02:04 05-04-2026

NHTSA bane airbags DTN da China após acidentes fatais

A NHTSA anunciou planos para banir os airbags DTN fabricados na China após uma série de acidentes com consequências graves. Nos últimos três anos, esses componentes causaram 10 mortes e 2 ferimentos graves. O problema afeta veículos de 2017 a 2022, incluindo o Chevrolet Malibu e o Hyundai Sonata, onde os airbags foram instalados como substituições após colisões.

O Que Aconteceu

Uma investigação revelou que os infladores defeituosos da DTN falham ao acionar o airbag corretamente e, em vez disso, explodem. Isso lança fragmentos de metal pela cabine, causando ferimentos críticos a motoristas e passageiros.

No total, 12 acidentes foram registrados em 10 estados dos EUA, todos envolvendo airbags frontais com esses componentes. A agência reguladora enfatiza que a lista de modelos afetados pode ser mais ampla.

Componentes Ilegais e Risco

Segundo a NHTSA, os airbags DTN foram produzidos pela Jilin Province Detiannuo Safety Technology e provavelmente foram fornecidos aos EUA ilegalmente. Eles foram usados como substituições baratas para peças originais após acidentes.

O problema central é a operação descontrolada do inflador, que cria pressão excessiva e rompe o invés em vez de encher o airbag. Isso transforma o sistema de segurança em uma fonte de perigo, semelhante ao escândalo da Takata no passado.

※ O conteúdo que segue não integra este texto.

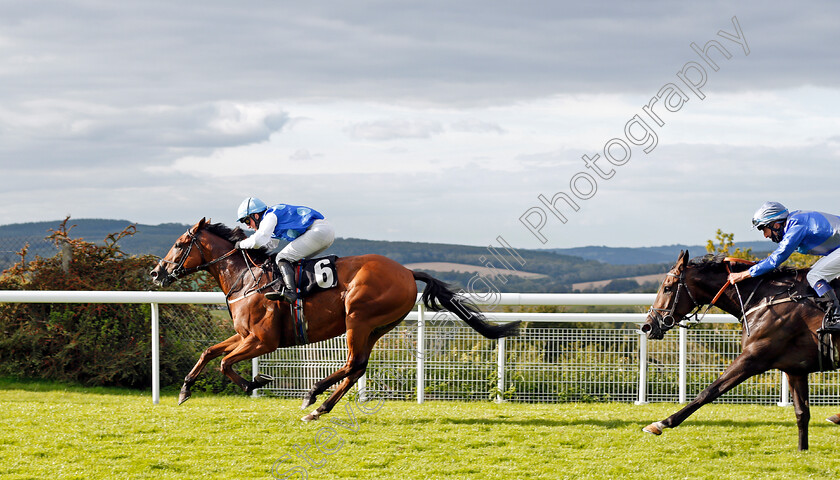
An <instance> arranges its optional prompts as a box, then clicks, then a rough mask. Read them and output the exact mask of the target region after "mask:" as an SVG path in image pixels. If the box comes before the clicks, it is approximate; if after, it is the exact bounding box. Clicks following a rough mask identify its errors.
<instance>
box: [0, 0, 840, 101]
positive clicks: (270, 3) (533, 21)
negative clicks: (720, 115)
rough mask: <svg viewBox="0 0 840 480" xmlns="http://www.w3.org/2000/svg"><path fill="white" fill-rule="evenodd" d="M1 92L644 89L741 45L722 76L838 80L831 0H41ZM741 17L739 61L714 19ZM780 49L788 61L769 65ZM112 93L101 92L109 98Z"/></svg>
mask: <svg viewBox="0 0 840 480" xmlns="http://www.w3.org/2000/svg"><path fill="white" fill-rule="evenodd" d="M3 13H4V15H3V16H4V17H6V20H5V28H4V29H3V31H2V35H3V37H4V38H6V39H7V42H6V44H7V45H11V46H13V48H0V65H2V66H0V72H2V79H3V85H4V91H5V95H6V96H7V97H15V98H18V99H22V98H33V96H37V95H40V94H43V93H44V92H49V91H54V90H55V89H56V88H60V89H62V90H66V91H69V92H73V93H72V95H74V96H75V97H76V98H79V97H84V98H99V99H102V102H103V103H108V104H113V105H119V104H124V103H125V102H126V101H128V100H127V99H131V100H130V101H131V102H142V103H145V104H175V103H188V104H189V103H193V104H194V103H200V102H202V101H206V99H208V98H210V99H224V98H230V97H231V95H234V96H235V97H236V98H238V99H241V100H243V101H249V100H250V101H253V100H260V99H265V98H278V97H282V98H292V97H293V98H320V99H323V98H335V97H341V98H356V99H377V100H385V101H387V100H391V99H396V98H400V99H405V98H408V99H412V100H413V101H416V102H433V103H438V104H441V103H444V104H451V103H472V104H486V103H488V102H490V103H492V102H499V101H515V100H516V99H529V98H538V97H541V96H546V95H551V94H556V93H558V92H566V93H568V92H616V91H634V92H643V93H648V92H649V90H650V89H652V88H656V87H658V86H659V84H661V82H662V81H664V80H665V79H668V78H671V77H673V75H674V74H675V72H676V70H677V69H679V68H680V67H681V66H682V65H683V64H684V63H685V62H687V61H690V60H696V59H697V57H696V54H695V53H694V52H693V51H691V49H690V48H689V43H690V42H697V43H698V44H700V45H703V44H705V42H706V41H708V40H712V39H717V40H719V41H720V42H721V43H722V44H724V45H726V46H728V47H731V48H732V53H733V55H735V58H733V59H732V60H730V61H727V62H726V64H725V67H722V70H724V71H726V72H727V74H726V75H721V74H717V75H716V78H711V79H710V86H711V85H714V87H715V88H719V89H727V90H731V89H743V88H745V85H747V86H748V87H749V88H786V87H794V86H799V85H803V84H816V85H821V86H830V87H837V86H838V82H839V81H840V80H838V78H840V76H838V75H837V74H836V67H837V60H836V55H835V52H834V45H836V44H837V43H838V40H840V30H838V29H837V28H836V27H835V25H834V24H833V22H830V21H825V19H827V18H836V17H837V14H838V13H840V5H838V4H837V3H836V2H830V1H822V2H812V3H809V4H807V6H806V5H799V4H791V3H789V2H777V3H775V4H772V5H771V4H767V2H744V3H740V4H739V5H738V6H737V8H734V9H733V8H732V7H731V5H730V4H729V3H727V2H723V1H719V2H705V3H703V4H696V3H674V2H665V1H652V2H644V3H634V4H627V3H626V2H625V3H622V2H610V3H606V4H604V3H598V4H581V3H580V2H518V3H510V2H508V3H496V4H493V5H487V3H486V2H479V1H469V0H468V1H464V2H458V3H456V4H453V3H452V2H443V1H437V0H430V1H427V2H422V3H413V4H407V3H405V2H397V3H391V4H383V3H381V2H375V1H359V2H353V3H352V4H348V3H344V2H324V3H322V2H317V3H298V4H294V6H291V7H290V6H287V5H281V4H277V3H276V2H267V1H257V2H249V3H247V4H241V5H240V4H231V3H229V2H222V1H210V2H203V3H202V4H201V8H200V9H199V8H197V7H193V6H190V5H186V4H180V3H172V2H168V3H167V2H161V1H146V2H122V3H121V4H120V8H118V9H111V8H108V9H105V8H99V7H98V6H97V5H96V4H95V3H94V4H89V3H80V2H58V1H53V2H39V3H38V4H33V3H28V4H23V5H17V6H14V7H5V6H4V7H3ZM734 15H737V16H738V18H739V19H740V22H741V25H742V27H743V30H744V33H745V36H746V37H747V40H748V41H749V42H750V45H751V46H752V49H751V50H752V51H751V53H750V56H749V58H748V59H744V58H743V52H739V51H738V50H737V49H738V48H739V47H738V46H737V45H736V44H734V43H732V42H730V41H728V40H723V39H722V38H721V37H718V36H717V35H716V34H717V32H718V31H719V30H726V31H730V32H731V31H732V24H731V23H730V19H731V17H732V16H734ZM779 61H782V62H784V68H779V67H780V66H779V63H778V62H779ZM105 99H107V100H105Z"/></svg>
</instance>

Impacto no Reparo do Pós-Colisão

Esta situação afeta o segmento de reparo pós-colisão, onde peças não originais são comumente usadas. Para o mercado, isso sinaliza um aperto nos controles sobre o fornecimento e certificação de componentes de segurança.

Para os proprietários, significa a necessidade de verificar seus veículos, especialmente se reparos anteriores envolveram substituições de airbag. A longo prazo, tais casos podem levar a custos de reparo mais altos e requisitos mais rigorosos para peças.

O caso dos airbags DTN destaca que até mesmo sistemas de segurança passiva podem se tornar arriscados quando componentes não certificados são usados. Para a indústria, é mais um impulso em direção a uma supervisão rigorosa, e para os motoristas, um lembrete do custo potencial de cortar custos em reparos.